What Exactly Is RISC-V? Why Does Vitalik Want to Replace the EVM with It? Why Has It Sparked Community Debate?
In recent days, one of the hottest topics in the crypto community has been RISC-V. The spark for the discussion came from Vitalik's idea of replacing the EVM with RISC-V, which has stirred considerable debate. So, what exactly is RISC-V? Why does Vitalik want to replace the EVM with it? And why has it caused such a stir in the community? This article will break it all down for you.
On April 20, Vitalik Buterin published a post titled “Long-term L1 execution layer proposal: replace the EVM with RISC-V,” in which he shared the idea of using RISC-V to replace the EVM as the virtual machine language for writing smart contracts. The goal is to significantly improve the efficiency of Ethereum's execution layer, address one of its major scaling bottlenecks, and greatly simplify the execution layer. He even noted that this might be the only way forward.
What Is RISC-V?
The core idea behind RISC is: each instruction performs a single function and has a fixed format, making it easier to execute instructions in a pipelined and parallelized way. In contrast, traditional CISC architectures (like x86 or ARM) contain a wide variety of complex instructions and require sophisticated decoders.
RISC-V was initiated in 2010 by a team at the University of California, Berkeley, and has since evolved to its fifth version, all while maintaining the open-source spirit of the BSD license. Any enterprise or academic institution can build its own custom instruction sets on top of it.
Put simply, RISC is a real-world computer language that engineers use to build chips and processors. It has now reached its fifth generation—RISC-V. Unlike the closed ecosystems of Intel or ARM, RISC-V is open-source—anyone can build on top of it. Think of it as the Linux of computer hardware. It's open, customizable, and rapidly growing.
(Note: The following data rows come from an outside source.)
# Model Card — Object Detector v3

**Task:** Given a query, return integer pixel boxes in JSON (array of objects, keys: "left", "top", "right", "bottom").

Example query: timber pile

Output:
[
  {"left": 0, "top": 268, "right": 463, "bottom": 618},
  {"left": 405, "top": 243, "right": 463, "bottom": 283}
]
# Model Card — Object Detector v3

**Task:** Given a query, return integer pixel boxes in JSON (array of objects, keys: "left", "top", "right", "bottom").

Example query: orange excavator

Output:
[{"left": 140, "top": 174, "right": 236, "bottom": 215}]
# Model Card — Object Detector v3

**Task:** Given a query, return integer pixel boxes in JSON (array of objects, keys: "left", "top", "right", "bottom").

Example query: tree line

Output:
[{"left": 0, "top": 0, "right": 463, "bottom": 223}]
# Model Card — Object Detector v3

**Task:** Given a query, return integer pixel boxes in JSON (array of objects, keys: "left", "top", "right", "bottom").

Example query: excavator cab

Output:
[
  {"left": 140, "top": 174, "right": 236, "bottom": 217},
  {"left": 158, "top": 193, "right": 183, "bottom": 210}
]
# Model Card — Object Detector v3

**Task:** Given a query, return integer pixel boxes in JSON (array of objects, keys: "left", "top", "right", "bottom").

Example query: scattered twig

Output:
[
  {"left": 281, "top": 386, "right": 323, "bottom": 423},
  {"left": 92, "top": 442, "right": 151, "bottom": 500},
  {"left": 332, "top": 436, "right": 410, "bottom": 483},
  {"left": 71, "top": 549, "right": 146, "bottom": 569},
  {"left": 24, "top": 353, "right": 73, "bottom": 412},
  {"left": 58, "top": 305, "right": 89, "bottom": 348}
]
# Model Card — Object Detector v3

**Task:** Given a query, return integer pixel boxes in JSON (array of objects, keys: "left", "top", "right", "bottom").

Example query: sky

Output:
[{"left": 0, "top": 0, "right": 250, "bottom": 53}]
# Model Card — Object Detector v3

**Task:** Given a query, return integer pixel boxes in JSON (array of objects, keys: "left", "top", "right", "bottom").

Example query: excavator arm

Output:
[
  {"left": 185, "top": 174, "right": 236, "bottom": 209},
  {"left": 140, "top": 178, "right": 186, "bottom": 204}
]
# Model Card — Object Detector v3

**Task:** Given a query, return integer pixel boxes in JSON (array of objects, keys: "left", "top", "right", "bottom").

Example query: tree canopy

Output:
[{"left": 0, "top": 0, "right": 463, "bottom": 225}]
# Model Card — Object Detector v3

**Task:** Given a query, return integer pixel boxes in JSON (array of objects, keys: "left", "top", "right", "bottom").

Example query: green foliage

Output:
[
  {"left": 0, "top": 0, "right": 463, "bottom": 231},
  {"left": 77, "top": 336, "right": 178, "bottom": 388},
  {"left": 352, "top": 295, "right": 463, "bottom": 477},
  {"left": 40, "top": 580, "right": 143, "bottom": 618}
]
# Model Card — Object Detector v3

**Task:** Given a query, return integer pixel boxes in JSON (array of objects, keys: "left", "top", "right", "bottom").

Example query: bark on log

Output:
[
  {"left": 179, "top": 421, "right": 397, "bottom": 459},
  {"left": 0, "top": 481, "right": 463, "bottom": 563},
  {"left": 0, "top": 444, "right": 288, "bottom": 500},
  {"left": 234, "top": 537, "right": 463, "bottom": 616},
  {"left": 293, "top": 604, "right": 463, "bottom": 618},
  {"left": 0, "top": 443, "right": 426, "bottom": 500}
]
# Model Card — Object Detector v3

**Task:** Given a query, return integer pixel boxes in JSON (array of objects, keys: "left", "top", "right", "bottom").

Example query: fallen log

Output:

Why Replace the EVM with RISC-V?
- Better Performance for Zero-Knowledge Proofs
The Ethereum ecosystem has a high demand for ZK-Rollups, ZK-SNARKs/PLONK, etc. But when generating zk circuits, converting EVM bytecode and memory access into constraint systems comes at a high cost.
RISC-V, being a widely used real-world Instruction Set Architecture (ISA), already has mature ZK compilers like ZKLLVM and Pepper, which can directly map RISC-V instructions to circuits—greatly improving performance and efficiency.
- Easier Long-Term Development and Maintenance
To maintain backward compatibility with old protocols, EIPs, and community needs, the EVM has been bloated with new instructions and features, resulting in a massive codebase that's hard to refactor.
RISC-V is built on modular standards: its base instruction set is minimal, with many optional extensions (atomic ops, floating point, vector instructions). It leaves complexity to the application layer, allowing the execution layer to be implemented in just a few thousand lines of C code.
- Compatibility with Mainstream Tools and Compilers
Most blockchain developers are already comfortable with C/C++, Rust, Go, and similar languages, which are all based on LLVM and GCC compilers under the hood.
With native support for RISC-V, the on-chain execution layer can directly output binaries from mainstream compilers. Developers only need to write in standard languages to compile, debug, and verify contracts with a single command—massively lowering the learning curve.
- A Simpler, More Efficient Blockchain Design Path
The current EVM + Solidity model involves two layers of abstraction: you write in a high-level language, compile it into EVM bytecode, then execute it via an interpreter.
With RISC-V, you can directly execute “native” contracts, skipping the intermediate layer, shortening the instruction path, and greatly improving throughput and execution determinism.
Conclusion
The proposal to replace the EVM with RISC-V paints a future that is more open-source, universal, and efficient. But to make this vision a reality, it will have to overcome major challenges like compatibility, governance, forks, and development costs.